Little known pneumonia symptom can be seen in the fingertips – see a GP

Like many conditions, pneumonia is an illness most dangerous to vulnerable people including the old and very young.

It occurs when the lungs become inflamed, which is usually caused by an infection such as flu and COVID-19.

Some types of pneumonia can actually be contagious, if infected cough, sneeze or talk, sending respiratory droplets into the air that are then breathed in by others.

In recent weeks, health bodies across the world have voiced concerns as a surge in pneumonia cases among children has been reported in China.

It has now reached the stage where the World Health Organisation (WHO) has made an official request to Chinese authorities for “detailed information” on the outbreak.

While many people will recover from pneumonia within a week, it can be severe, resulting in hospitalisations and even death.

Therefore, spotting any potential signs of the illness is vital.

Many of the symptoms are what you would expect from a lung infection, such as a cough, shortness of breath and chest pain.

However, there are some more unusual signs you might not expect.

One such sign can appear on the fingers, according to WebMD.

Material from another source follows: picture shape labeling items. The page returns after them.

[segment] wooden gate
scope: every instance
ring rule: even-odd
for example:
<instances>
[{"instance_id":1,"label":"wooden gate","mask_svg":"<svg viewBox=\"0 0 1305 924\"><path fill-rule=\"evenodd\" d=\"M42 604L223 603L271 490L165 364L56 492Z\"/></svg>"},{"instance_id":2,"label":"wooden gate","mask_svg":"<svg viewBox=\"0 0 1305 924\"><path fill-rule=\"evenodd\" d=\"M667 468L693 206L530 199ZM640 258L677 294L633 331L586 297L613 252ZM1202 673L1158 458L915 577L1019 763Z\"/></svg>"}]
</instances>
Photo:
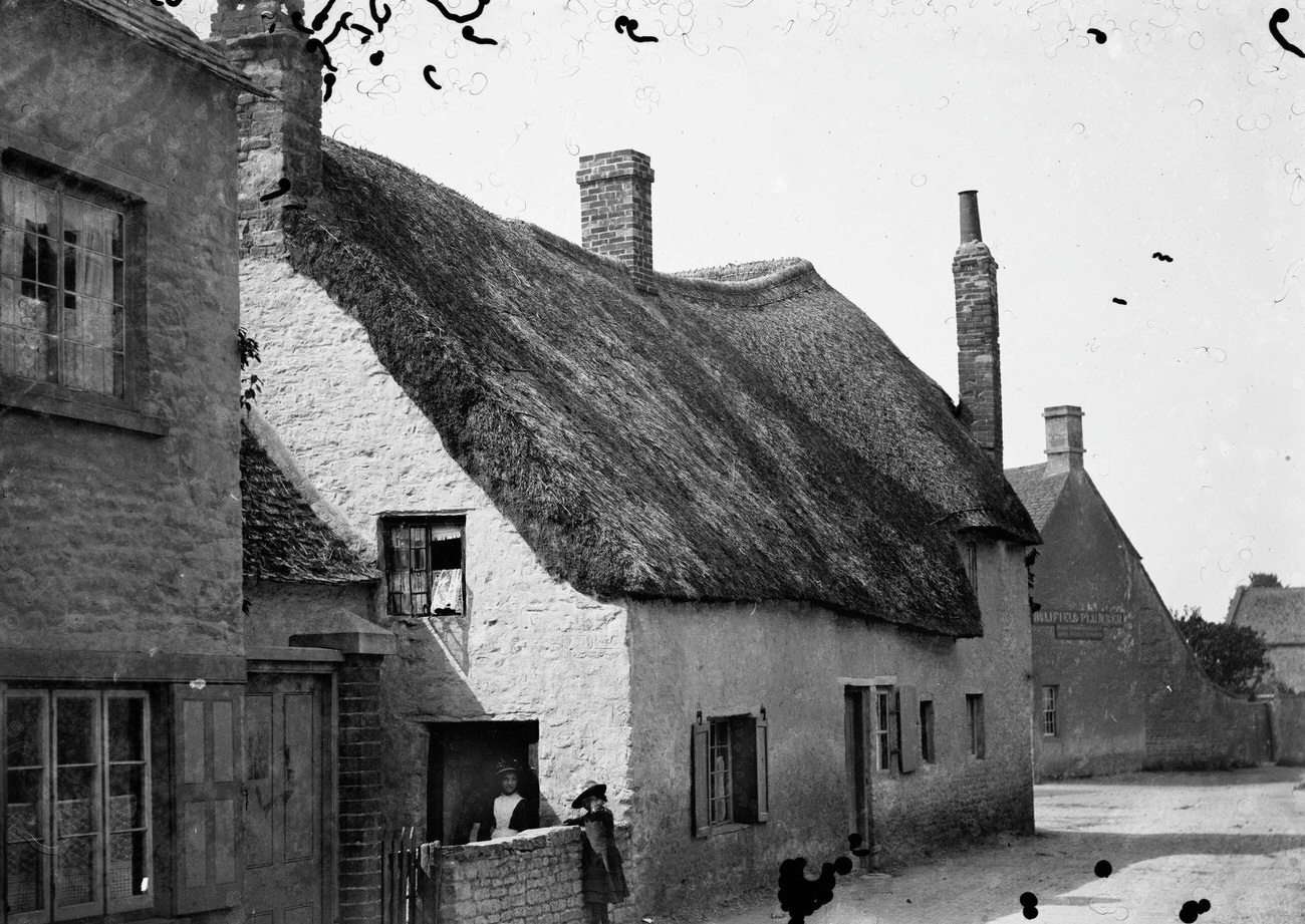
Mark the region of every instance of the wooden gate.
<instances>
[{"instance_id":1,"label":"wooden gate","mask_svg":"<svg viewBox=\"0 0 1305 924\"><path fill-rule=\"evenodd\" d=\"M438 848L438 840L423 844L415 827L381 834L381 924L436 924Z\"/></svg>"}]
</instances>

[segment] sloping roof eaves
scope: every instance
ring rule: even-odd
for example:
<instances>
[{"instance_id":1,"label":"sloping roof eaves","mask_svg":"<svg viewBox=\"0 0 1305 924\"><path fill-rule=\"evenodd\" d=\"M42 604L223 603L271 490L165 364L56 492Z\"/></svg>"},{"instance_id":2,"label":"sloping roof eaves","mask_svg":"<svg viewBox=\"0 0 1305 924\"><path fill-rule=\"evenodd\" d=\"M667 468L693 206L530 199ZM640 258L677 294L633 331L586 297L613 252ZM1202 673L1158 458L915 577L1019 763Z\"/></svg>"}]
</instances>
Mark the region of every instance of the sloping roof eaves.
<instances>
[{"instance_id":1,"label":"sloping roof eaves","mask_svg":"<svg viewBox=\"0 0 1305 924\"><path fill-rule=\"evenodd\" d=\"M129 35L198 65L245 93L260 97L271 95L236 70L222 52L205 44L184 23L161 7L155 7L150 0L63 0L63 3L80 7Z\"/></svg>"},{"instance_id":2,"label":"sloping roof eaves","mask_svg":"<svg viewBox=\"0 0 1305 924\"><path fill-rule=\"evenodd\" d=\"M1026 465L1019 469L1006 469L1006 480L1019 495L1021 502L1034 518L1034 525L1041 531L1051 519L1056 501L1060 500L1065 482L1069 479L1067 471L1051 472L1047 463Z\"/></svg>"},{"instance_id":3,"label":"sloping roof eaves","mask_svg":"<svg viewBox=\"0 0 1305 924\"><path fill-rule=\"evenodd\" d=\"M1238 587L1228 621L1254 629L1268 645L1305 645L1305 587Z\"/></svg>"},{"instance_id":4,"label":"sloping roof eaves","mask_svg":"<svg viewBox=\"0 0 1305 924\"><path fill-rule=\"evenodd\" d=\"M304 583L380 578L312 509L244 423L240 424L244 577Z\"/></svg>"},{"instance_id":5,"label":"sloping roof eaves","mask_svg":"<svg viewBox=\"0 0 1305 924\"><path fill-rule=\"evenodd\" d=\"M659 275L642 299L615 261L330 140L287 239L582 593L796 599L974 636L940 518L979 509L1037 540L941 389L809 264Z\"/></svg>"}]
</instances>

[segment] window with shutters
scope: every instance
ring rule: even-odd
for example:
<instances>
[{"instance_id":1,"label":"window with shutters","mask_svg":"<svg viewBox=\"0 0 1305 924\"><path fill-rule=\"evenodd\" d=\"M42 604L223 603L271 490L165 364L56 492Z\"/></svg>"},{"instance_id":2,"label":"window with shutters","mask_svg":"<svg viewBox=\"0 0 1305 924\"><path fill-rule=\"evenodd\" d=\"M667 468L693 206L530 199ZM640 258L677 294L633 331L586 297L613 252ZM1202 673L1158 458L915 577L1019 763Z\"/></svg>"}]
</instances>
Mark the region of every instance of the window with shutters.
<instances>
[{"instance_id":1,"label":"window with shutters","mask_svg":"<svg viewBox=\"0 0 1305 924\"><path fill-rule=\"evenodd\" d=\"M891 686L874 688L874 769L889 770L893 763Z\"/></svg>"},{"instance_id":2,"label":"window with shutters","mask_svg":"<svg viewBox=\"0 0 1305 924\"><path fill-rule=\"evenodd\" d=\"M463 517L386 518L385 582L392 616L462 615Z\"/></svg>"},{"instance_id":3,"label":"window with shutters","mask_svg":"<svg viewBox=\"0 0 1305 924\"><path fill-rule=\"evenodd\" d=\"M693 827L699 838L770 817L766 710L693 724Z\"/></svg>"},{"instance_id":4,"label":"window with shutters","mask_svg":"<svg viewBox=\"0 0 1305 924\"><path fill-rule=\"evenodd\" d=\"M933 763L933 700L920 701L920 760Z\"/></svg>"},{"instance_id":5,"label":"window with shutters","mask_svg":"<svg viewBox=\"0 0 1305 924\"><path fill-rule=\"evenodd\" d=\"M147 694L10 688L4 728L7 924L151 907Z\"/></svg>"},{"instance_id":6,"label":"window with shutters","mask_svg":"<svg viewBox=\"0 0 1305 924\"><path fill-rule=\"evenodd\" d=\"M1043 686L1043 735L1054 737L1057 735L1056 707L1060 700L1058 686Z\"/></svg>"},{"instance_id":7,"label":"window with shutters","mask_svg":"<svg viewBox=\"0 0 1305 924\"><path fill-rule=\"evenodd\" d=\"M876 686L870 690L873 769L876 773L915 773L920 769L920 696L915 686Z\"/></svg>"},{"instance_id":8,"label":"window with shutters","mask_svg":"<svg viewBox=\"0 0 1305 924\"><path fill-rule=\"evenodd\" d=\"M966 714L970 719L970 753L974 757L984 757L983 732L983 693L966 694Z\"/></svg>"}]
</instances>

The health information site states that fingernails turning blue are a “common” symptom of pneumonia.

It adds that skin, lips, or fingertips that “look blue” can also signal the illness in children.

“Pneumonia symptoms can range from mild to severe, depending on what’s causing the illness and how healthy you are in general,” WebMD explains.

However, it warns that many of the common symptoms could be mistaken for a cold or the flu.

Other signs to look out for include:

  • High fever, up to 40.5C
  • Coughing up greenish, yellow, or bloody mucus
  • Chills that make you shake
  • Feeling like you can’t catch your breath, especially when you move around a lot
  • Feeling very tired
  • Loss of appetite
  • Sharp or stabbing chest pain (you might feel it more when you cough or take a deep breath)
  • Sweating a lot
  • Fast breathing and heartbeat
  • Confusion (in older people).

When children have pneumonia the symptoms might be “harder” to spot.

But they can include:

  • Rapid breathing
  • Trouble breathing
  • Fever
  • Cough
  • Wheezing.

WebMD adds: “Symptoms in babies might be vague, like fussiness or trouble feeding.”

If you or a loved one is experiencing symptoms of pneumonia you should arrange to see a GP.

According to the NHS, you should call 999 or go to A&E if:

  • You’re struggling to breathe – you’re choking, gasping and unable to speak
  • You have pale, blue or blotchy skin, lips or tongue
  • You suddenly feel confused – for example, you do not know where you are
  • You cannot wake your baby and they feel floppy.